Tropical Storm Meari brought rain to Tokyo on Saturday morning. At 5:00 a.m. EDT on Saturday the center of Tropical Storm Meari was located at latitude 35.4°N and longitude 139.2°E which put it about 90 miles (145 km) southwest of Tokyo, Japan. Meari was moving toward the northeast at 15 m.p.h. (24 km/h). The maximum sustained wind speed was 40 m.p.h. (65 km/h) and there were wind gusts to 50 m.p.h. (80 km/h). The minimum surface pressure was 998 mb.
Tropical Storm Meari brought rain to the region around Tokyo on Saturday morning. The heaviest rain was falling in bands in the eastern and southern parts of Meari’s circulation. Much of the heavier rain was falling south and east of Tokyo.

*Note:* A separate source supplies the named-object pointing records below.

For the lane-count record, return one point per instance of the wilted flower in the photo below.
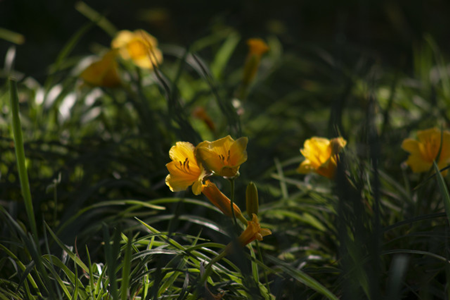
(223, 156)
(216, 197)
(251, 233)
(321, 156)
(424, 151)
(139, 46)
(257, 47)
(184, 169)
(103, 72)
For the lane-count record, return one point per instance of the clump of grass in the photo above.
(86, 213)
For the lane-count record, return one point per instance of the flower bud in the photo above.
(252, 202)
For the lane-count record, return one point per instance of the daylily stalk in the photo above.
(222, 202)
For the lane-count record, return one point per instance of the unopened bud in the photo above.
(252, 202)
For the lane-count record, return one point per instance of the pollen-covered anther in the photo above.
(184, 166)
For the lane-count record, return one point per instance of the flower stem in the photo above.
(231, 180)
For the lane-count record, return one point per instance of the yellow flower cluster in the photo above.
(190, 166)
(138, 46)
(433, 144)
(321, 156)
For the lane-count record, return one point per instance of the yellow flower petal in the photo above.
(139, 46)
(424, 151)
(184, 169)
(223, 156)
(103, 72)
(321, 156)
(257, 46)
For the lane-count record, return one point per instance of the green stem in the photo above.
(231, 180)
(264, 270)
(20, 156)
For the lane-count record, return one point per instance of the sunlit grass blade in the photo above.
(443, 189)
(20, 157)
(72, 255)
(126, 269)
(112, 248)
(303, 278)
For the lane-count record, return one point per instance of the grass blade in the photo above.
(303, 278)
(20, 156)
(443, 189)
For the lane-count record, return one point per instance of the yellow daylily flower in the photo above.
(103, 72)
(257, 47)
(139, 46)
(184, 169)
(223, 156)
(216, 197)
(424, 151)
(321, 156)
(251, 233)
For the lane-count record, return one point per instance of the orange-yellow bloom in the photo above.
(321, 156)
(251, 233)
(139, 46)
(103, 72)
(424, 151)
(223, 156)
(184, 169)
(216, 197)
(257, 47)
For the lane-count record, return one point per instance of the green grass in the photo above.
(85, 212)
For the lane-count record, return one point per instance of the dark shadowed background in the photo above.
(388, 28)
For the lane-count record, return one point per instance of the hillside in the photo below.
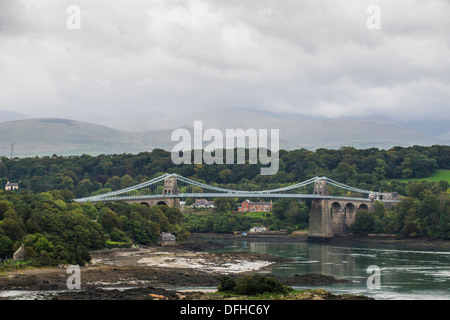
(67, 137)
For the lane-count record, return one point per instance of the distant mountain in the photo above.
(67, 137)
(445, 136)
(12, 116)
(64, 137)
(298, 131)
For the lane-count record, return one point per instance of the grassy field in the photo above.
(437, 176)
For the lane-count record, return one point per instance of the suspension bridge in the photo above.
(333, 207)
(174, 186)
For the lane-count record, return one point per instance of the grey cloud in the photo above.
(307, 57)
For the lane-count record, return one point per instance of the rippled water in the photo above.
(404, 274)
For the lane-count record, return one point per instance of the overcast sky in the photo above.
(135, 58)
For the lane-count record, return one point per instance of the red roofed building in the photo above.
(249, 206)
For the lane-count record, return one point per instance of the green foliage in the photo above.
(6, 247)
(258, 284)
(227, 284)
(54, 231)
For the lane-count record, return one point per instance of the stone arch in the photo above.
(363, 206)
(335, 207)
(338, 219)
(350, 213)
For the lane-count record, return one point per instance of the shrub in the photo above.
(258, 284)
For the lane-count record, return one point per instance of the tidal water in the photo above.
(404, 274)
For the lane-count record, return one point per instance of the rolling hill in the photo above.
(68, 137)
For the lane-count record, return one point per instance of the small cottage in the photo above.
(11, 186)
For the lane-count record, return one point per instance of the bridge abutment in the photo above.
(329, 217)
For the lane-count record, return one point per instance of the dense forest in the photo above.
(55, 230)
(86, 175)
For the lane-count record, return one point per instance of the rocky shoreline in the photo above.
(150, 273)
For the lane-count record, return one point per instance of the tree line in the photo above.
(90, 175)
(57, 231)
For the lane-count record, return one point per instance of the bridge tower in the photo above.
(331, 217)
(320, 225)
(170, 186)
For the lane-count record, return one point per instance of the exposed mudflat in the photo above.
(145, 273)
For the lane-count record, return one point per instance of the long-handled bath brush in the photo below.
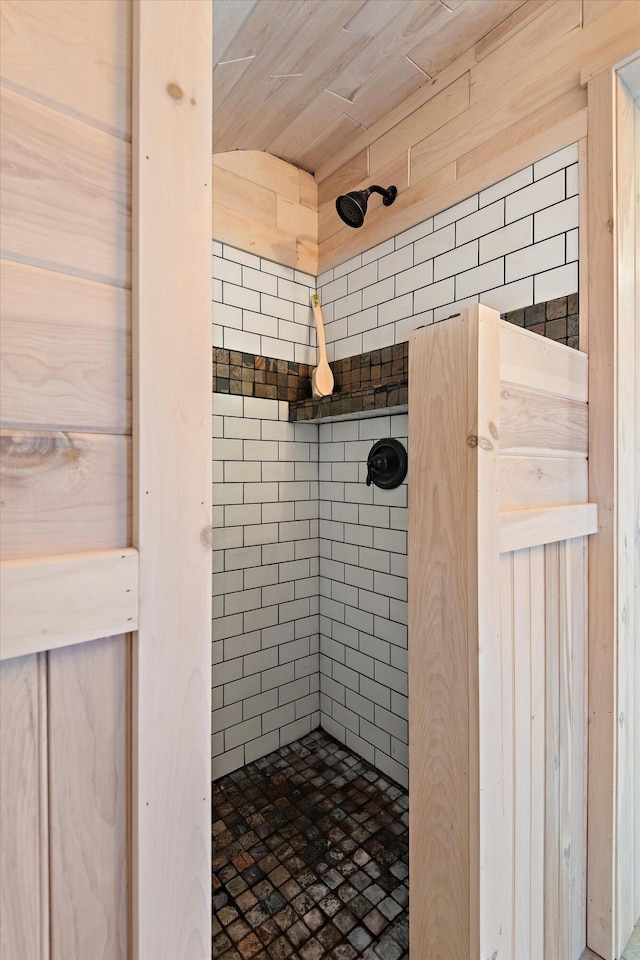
(321, 376)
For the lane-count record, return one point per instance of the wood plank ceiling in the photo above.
(298, 78)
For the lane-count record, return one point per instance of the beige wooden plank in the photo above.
(540, 133)
(495, 658)
(552, 890)
(511, 25)
(541, 37)
(628, 510)
(567, 716)
(228, 18)
(66, 352)
(260, 168)
(344, 155)
(527, 528)
(45, 47)
(577, 574)
(529, 482)
(436, 192)
(592, 10)
(602, 577)
(63, 492)
(440, 674)
(583, 268)
(63, 600)
(24, 932)
(88, 740)
(253, 36)
(537, 589)
(296, 48)
(64, 194)
(171, 671)
(294, 218)
(537, 424)
(452, 101)
(522, 669)
(537, 363)
(472, 21)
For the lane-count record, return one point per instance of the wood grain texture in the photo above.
(536, 424)
(530, 482)
(63, 492)
(24, 855)
(439, 679)
(88, 739)
(528, 528)
(66, 352)
(536, 363)
(64, 196)
(602, 432)
(267, 207)
(533, 75)
(45, 47)
(59, 601)
(171, 680)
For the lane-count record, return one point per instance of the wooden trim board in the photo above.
(529, 528)
(58, 601)
(171, 653)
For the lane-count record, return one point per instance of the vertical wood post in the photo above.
(171, 835)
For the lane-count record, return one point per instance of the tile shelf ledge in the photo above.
(390, 398)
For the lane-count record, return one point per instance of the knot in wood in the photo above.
(175, 91)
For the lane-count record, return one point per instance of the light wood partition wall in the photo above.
(497, 651)
(614, 482)
(266, 206)
(104, 734)
(512, 98)
(65, 469)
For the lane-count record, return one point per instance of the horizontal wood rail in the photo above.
(57, 601)
(531, 528)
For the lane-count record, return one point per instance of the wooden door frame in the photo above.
(171, 685)
(611, 421)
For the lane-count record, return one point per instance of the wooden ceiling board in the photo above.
(253, 36)
(229, 17)
(314, 81)
(267, 97)
(471, 22)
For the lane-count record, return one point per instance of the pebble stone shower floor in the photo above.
(310, 858)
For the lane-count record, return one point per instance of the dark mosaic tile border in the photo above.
(367, 381)
(558, 320)
(247, 375)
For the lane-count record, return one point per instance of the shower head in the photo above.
(352, 206)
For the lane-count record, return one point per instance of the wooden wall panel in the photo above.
(45, 47)
(63, 493)
(64, 197)
(24, 866)
(267, 207)
(88, 739)
(66, 352)
(526, 100)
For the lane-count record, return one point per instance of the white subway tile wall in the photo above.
(310, 564)
(512, 245)
(363, 597)
(266, 578)
(261, 307)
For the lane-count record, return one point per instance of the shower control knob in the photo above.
(386, 464)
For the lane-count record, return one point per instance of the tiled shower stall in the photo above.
(310, 581)
(309, 649)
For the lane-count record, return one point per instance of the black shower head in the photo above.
(352, 206)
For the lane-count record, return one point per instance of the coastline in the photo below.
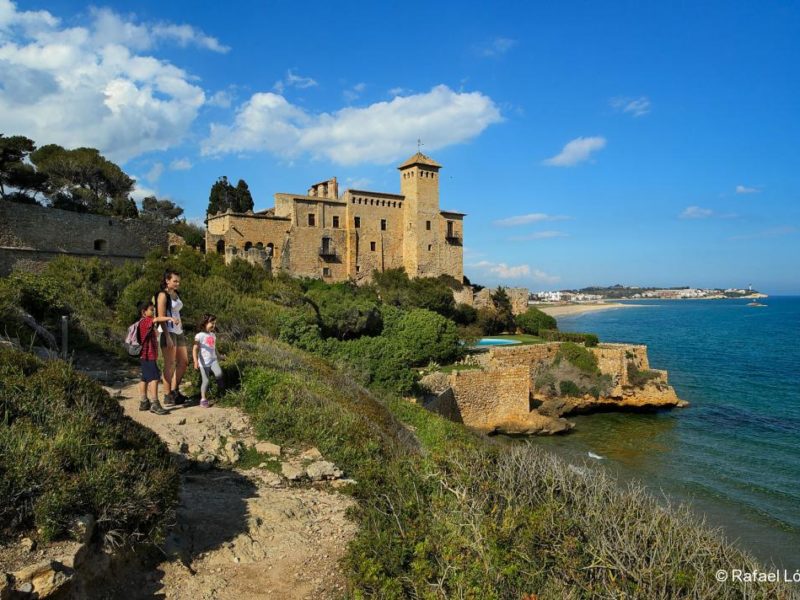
(563, 310)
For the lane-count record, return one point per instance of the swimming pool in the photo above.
(496, 342)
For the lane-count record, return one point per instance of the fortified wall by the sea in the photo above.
(31, 235)
(502, 395)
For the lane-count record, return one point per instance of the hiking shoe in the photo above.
(156, 408)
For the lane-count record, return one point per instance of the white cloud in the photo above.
(636, 106)
(180, 164)
(220, 99)
(140, 191)
(504, 271)
(293, 80)
(379, 133)
(111, 28)
(88, 86)
(743, 189)
(696, 212)
(496, 47)
(354, 92)
(539, 235)
(154, 174)
(528, 219)
(576, 151)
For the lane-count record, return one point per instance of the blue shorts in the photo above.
(150, 370)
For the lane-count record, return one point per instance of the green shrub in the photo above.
(534, 320)
(569, 388)
(66, 450)
(345, 311)
(590, 340)
(578, 356)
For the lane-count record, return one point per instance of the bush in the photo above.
(346, 312)
(588, 339)
(534, 320)
(579, 357)
(67, 450)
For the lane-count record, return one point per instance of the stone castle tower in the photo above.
(419, 184)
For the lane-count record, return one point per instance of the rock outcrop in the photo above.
(503, 396)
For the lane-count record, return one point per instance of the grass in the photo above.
(66, 450)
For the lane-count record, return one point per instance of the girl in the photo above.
(204, 353)
(174, 347)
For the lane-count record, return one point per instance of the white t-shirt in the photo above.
(175, 312)
(208, 347)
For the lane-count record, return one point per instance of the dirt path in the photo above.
(239, 534)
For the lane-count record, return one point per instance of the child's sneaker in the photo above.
(156, 408)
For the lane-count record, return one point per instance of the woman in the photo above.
(174, 347)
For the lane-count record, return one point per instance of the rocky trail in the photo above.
(254, 533)
(254, 520)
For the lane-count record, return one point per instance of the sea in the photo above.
(734, 453)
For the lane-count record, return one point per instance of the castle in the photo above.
(338, 238)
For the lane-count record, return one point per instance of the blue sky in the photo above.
(590, 143)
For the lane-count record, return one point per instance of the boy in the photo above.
(148, 388)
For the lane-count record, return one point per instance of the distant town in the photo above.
(621, 292)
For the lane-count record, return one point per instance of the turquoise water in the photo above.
(735, 452)
(495, 342)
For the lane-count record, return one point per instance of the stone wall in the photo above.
(486, 398)
(519, 299)
(31, 235)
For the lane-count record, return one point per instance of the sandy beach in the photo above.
(561, 310)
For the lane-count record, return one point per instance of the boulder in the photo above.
(43, 579)
(292, 472)
(322, 469)
(82, 528)
(268, 448)
(311, 454)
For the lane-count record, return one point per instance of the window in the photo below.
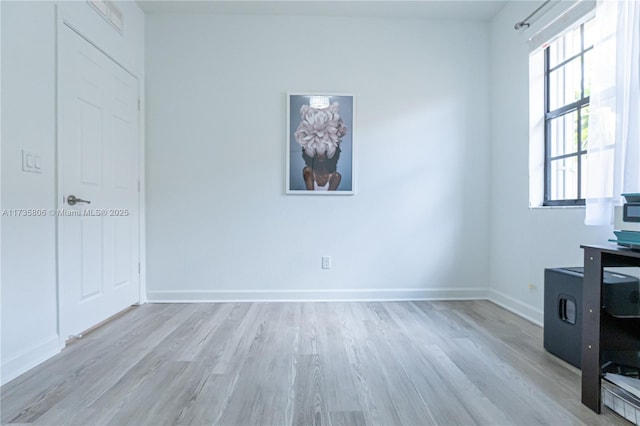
(567, 65)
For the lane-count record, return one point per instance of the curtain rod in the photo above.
(524, 22)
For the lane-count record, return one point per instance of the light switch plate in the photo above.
(31, 162)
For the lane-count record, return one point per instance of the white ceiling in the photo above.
(427, 9)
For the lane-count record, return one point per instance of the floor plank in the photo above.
(373, 363)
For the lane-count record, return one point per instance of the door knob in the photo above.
(72, 200)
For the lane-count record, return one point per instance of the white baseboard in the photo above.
(354, 295)
(27, 359)
(527, 312)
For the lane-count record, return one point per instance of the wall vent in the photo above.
(109, 12)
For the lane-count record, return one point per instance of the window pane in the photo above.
(564, 47)
(564, 179)
(564, 134)
(588, 72)
(589, 33)
(565, 85)
(583, 177)
(584, 117)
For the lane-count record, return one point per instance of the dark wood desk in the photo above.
(603, 334)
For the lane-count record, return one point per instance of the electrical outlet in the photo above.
(326, 262)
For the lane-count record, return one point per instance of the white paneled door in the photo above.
(98, 172)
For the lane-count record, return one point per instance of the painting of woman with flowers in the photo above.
(320, 148)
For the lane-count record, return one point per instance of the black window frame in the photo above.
(577, 106)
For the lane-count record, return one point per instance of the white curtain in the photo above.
(613, 153)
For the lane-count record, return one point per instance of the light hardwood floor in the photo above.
(391, 363)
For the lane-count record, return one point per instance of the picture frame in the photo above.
(320, 148)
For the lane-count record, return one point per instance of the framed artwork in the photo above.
(320, 144)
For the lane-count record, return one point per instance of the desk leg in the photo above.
(591, 297)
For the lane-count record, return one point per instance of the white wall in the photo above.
(29, 332)
(219, 224)
(524, 241)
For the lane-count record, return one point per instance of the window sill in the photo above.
(556, 207)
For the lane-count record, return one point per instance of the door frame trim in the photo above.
(62, 22)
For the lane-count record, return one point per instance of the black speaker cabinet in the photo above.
(563, 308)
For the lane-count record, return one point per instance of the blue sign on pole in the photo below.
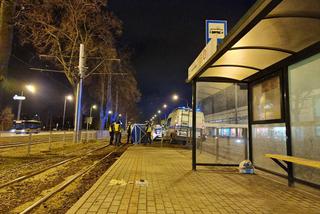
(216, 29)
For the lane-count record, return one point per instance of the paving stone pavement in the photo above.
(160, 180)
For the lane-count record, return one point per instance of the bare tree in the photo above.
(7, 11)
(57, 28)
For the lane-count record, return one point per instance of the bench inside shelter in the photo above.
(292, 160)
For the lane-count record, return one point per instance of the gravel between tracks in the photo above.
(18, 196)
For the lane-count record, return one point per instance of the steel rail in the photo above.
(37, 172)
(64, 184)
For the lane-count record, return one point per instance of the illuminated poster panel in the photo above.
(267, 100)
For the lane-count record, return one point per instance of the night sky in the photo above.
(165, 37)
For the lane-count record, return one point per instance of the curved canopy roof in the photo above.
(272, 30)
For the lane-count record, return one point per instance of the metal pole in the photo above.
(88, 123)
(29, 144)
(194, 124)
(77, 119)
(64, 112)
(19, 107)
(117, 101)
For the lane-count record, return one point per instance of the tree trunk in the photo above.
(103, 111)
(7, 11)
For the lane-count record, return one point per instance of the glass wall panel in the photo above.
(304, 89)
(267, 100)
(223, 136)
(268, 138)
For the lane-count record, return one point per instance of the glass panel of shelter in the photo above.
(222, 123)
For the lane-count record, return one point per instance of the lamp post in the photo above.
(90, 119)
(175, 97)
(69, 98)
(165, 106)
(30, 88)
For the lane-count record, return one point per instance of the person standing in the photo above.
(129, 130)
(117, 133)
(111, 132)
(148, 132)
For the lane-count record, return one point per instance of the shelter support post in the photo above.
(250, 123)
(288, 124)
(194, 124)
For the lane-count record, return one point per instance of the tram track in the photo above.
(18, 194)
(67, 182)
(42, 161)
(37, 172)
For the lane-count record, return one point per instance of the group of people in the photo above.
(115, 133)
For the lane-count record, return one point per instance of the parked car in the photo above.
(179, 125)
(157, 132)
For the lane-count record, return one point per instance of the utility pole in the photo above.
(117, 101)
(19, 107)
(77, 118)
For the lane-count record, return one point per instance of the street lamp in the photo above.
(69, 98)
(175, 97)
(90, 117)
(30, 88)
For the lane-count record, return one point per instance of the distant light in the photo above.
(17, 97)
(31, 88)
(69, 97)
(175, 97)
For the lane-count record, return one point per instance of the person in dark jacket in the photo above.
(111, 132)
(129, 131)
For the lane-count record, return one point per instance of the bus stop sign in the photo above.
(216, 29)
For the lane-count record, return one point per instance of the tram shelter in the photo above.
(259, 91)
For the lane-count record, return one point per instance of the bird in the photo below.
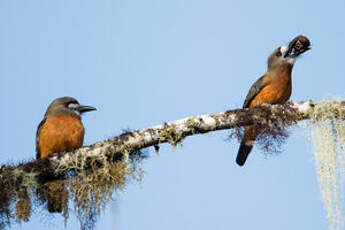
(60, 130)
(274, 87)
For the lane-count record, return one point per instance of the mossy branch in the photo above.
(116, 148)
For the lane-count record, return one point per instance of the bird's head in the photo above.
(285, 56)
(67, 106)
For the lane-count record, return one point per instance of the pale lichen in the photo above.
(328, 136)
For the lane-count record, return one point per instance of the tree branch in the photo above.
(16, 182)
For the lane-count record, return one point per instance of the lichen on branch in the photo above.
(94, 172)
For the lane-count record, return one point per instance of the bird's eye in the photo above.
(72, 105)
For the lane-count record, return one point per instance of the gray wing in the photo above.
(38, 151)
(254, 90)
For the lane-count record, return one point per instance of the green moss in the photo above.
(170, 135)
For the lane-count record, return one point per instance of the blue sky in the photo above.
(145, 62)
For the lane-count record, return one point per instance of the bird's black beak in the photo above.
(297, 46)
(85, 108)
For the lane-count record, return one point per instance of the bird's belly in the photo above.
(275, 93)
(59, 134)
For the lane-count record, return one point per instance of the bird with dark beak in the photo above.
(60, 130)
(274, 87)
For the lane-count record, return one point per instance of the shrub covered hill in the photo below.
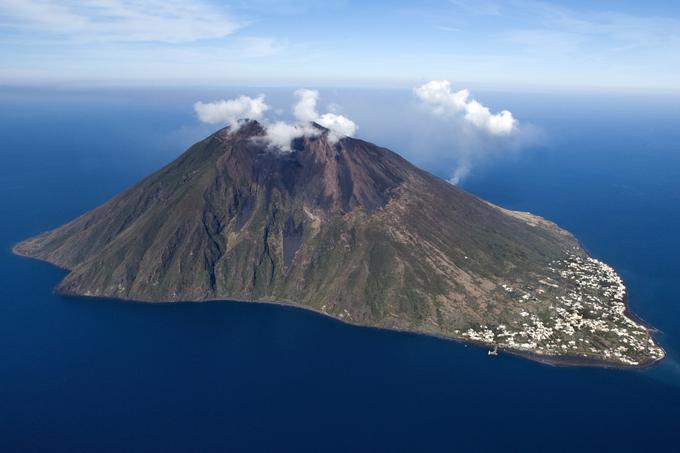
(352, 230)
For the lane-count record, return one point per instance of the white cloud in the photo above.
(278, 134)
(305, 108)
(340, 126)
(169, 21)
(281, 134)
(232, 110)
(438, 95)
(305, 111)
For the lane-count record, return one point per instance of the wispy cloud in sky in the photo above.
(170, 21)
(534, 43)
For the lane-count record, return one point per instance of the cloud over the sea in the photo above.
(476, 133)
(279, 133)
(437, 94)
(232, 110)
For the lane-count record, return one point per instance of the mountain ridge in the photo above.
(349, 229)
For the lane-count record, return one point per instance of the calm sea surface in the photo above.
(100, 375)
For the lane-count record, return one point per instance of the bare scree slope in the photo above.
(352, 230)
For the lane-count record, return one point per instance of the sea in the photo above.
(91, 375)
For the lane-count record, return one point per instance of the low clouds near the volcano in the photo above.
(279, 133)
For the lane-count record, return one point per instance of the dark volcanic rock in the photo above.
(352, 230)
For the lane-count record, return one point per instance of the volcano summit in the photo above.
(350, 229)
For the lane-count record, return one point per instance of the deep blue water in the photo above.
(99, 375)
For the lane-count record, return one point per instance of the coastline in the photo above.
(555, 361)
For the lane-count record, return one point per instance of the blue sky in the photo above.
(611, 45)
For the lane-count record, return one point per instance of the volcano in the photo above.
(352, 230)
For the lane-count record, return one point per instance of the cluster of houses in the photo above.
(579, 313)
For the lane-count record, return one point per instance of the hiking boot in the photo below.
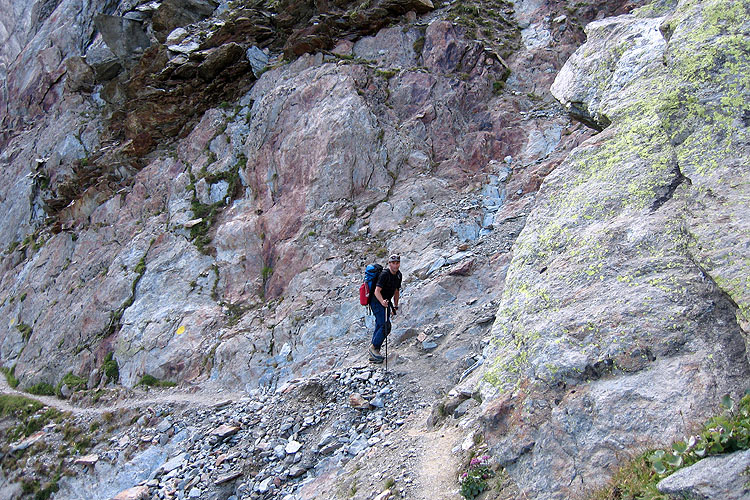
(375, 355)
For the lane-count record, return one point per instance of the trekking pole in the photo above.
(388, 331)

Bands in the northern and western parts of the circulation consisted primarily of showers and lower clouds. The strongest winds were occurring along the coast of Honshu southeast of Tokyo.
Tropical Storm Meari was moving under the southern part of an upper level trough centered northwest of Japan. The upper level trough was producing southwesterly winds that were steering Meari toward the northeast. On its anticipated track Tropical Storm Meari will move east of Japan during the next 24 hours. The rain over Honshu will diminish when Meari moves away from the coast.
Tropical Storm Meari will move through an environment unfavorable for a tropical cyclone during the next several days. Meari will move over water where the Sea Surface Temperatures are colder than 26˚C. The upper level trough will continue to produce southwesterly winds that will blow toward the top of Meari’s circulation. Those winds will cause moderate vertical wind shear. The combination of colder Sea Surface Temperatures and moderate vertical wind shear could cause Tropical Storm Meari to make a transition to an extratropical cyclone during the next 48 hours. Meari could strengthen a little during the transition to an extatropical cyclone.